The U.S. Forest Service placed signs at two entrances to a challenging Mount Washington trail alerting hikers to its potential dangers, but not everyone heeds the warning.

A Pennsylvania family called 911 about 6:30 p.m. Wednesday to report that they were stuck on a steep section of the Huntington Ravine trail. Christopher Belles, 31, of Pittston, Pa., and his mother, 54-year-old Mary Ann Maxfield of Dallas, Pa., were hiking with her two younger children, ages 10 and 12, according to the Fish and Game Department.

“The group reached a point where they felt it was unsafe to attempt to go up or try to descend, so they called 911 for help,” Fish and Game wrote in a statement.

Before the three Fish and Game officers and one volunteer from Androscoggin Valley Search and Rescue could make contact with the group – accessing them from the trailhead on the Mount Washington Auto Road – the family called 911 again “stating that they had made it to the top of the ravine and no longer required assistance.”
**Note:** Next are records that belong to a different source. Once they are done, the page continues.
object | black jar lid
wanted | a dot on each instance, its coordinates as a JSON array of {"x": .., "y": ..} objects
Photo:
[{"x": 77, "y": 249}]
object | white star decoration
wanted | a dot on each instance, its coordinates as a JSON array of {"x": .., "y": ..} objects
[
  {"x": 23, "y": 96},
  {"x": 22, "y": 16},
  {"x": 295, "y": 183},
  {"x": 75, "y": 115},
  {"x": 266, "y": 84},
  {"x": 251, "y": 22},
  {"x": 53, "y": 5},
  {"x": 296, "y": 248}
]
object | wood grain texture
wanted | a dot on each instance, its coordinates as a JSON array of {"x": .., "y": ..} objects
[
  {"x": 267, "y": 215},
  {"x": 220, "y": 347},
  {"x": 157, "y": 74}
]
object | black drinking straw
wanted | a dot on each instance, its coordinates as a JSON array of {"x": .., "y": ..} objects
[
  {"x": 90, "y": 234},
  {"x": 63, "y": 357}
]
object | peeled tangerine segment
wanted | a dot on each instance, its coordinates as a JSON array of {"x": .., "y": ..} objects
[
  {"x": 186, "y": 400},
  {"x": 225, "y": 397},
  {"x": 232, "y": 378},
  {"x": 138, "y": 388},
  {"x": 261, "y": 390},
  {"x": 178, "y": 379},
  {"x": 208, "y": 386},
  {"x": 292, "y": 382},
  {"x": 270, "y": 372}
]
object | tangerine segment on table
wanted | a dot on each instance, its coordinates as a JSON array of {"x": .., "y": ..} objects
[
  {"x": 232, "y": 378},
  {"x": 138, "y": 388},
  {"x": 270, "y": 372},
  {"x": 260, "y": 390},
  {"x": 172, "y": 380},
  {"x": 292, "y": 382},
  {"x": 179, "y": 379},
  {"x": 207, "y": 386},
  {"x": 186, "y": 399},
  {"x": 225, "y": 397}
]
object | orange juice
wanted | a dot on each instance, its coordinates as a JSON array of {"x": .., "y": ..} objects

The responders continued their effort undaunted, however, “due to approaching darkness and low visibility on the summit.” They met up with the family near the auto road about 15 minutes after the second call and drove the group back down to Pinkham Notch, where their hike began.

“Belles had completed this hike several times before in the past and thought he could guide his mother and younger siblings through this difficult trail,” Fish and Game wrote in a statement. “In the process, the group noticed the signs placed by the USFS earlier in the season warning hikers how difficult the trail was and to turn around if they were not prepared for the ‘most difficult trail in the White Mountains.’ They decided to continue on despite the warning.”

Fish and Game wrote that the signs were posted following “several incidents over the past few years” when hikers underestimated the difficulty of the Huntington Ravine trail, which is at least a 7.5-mile round trip with 4,200 feet of elevation gain.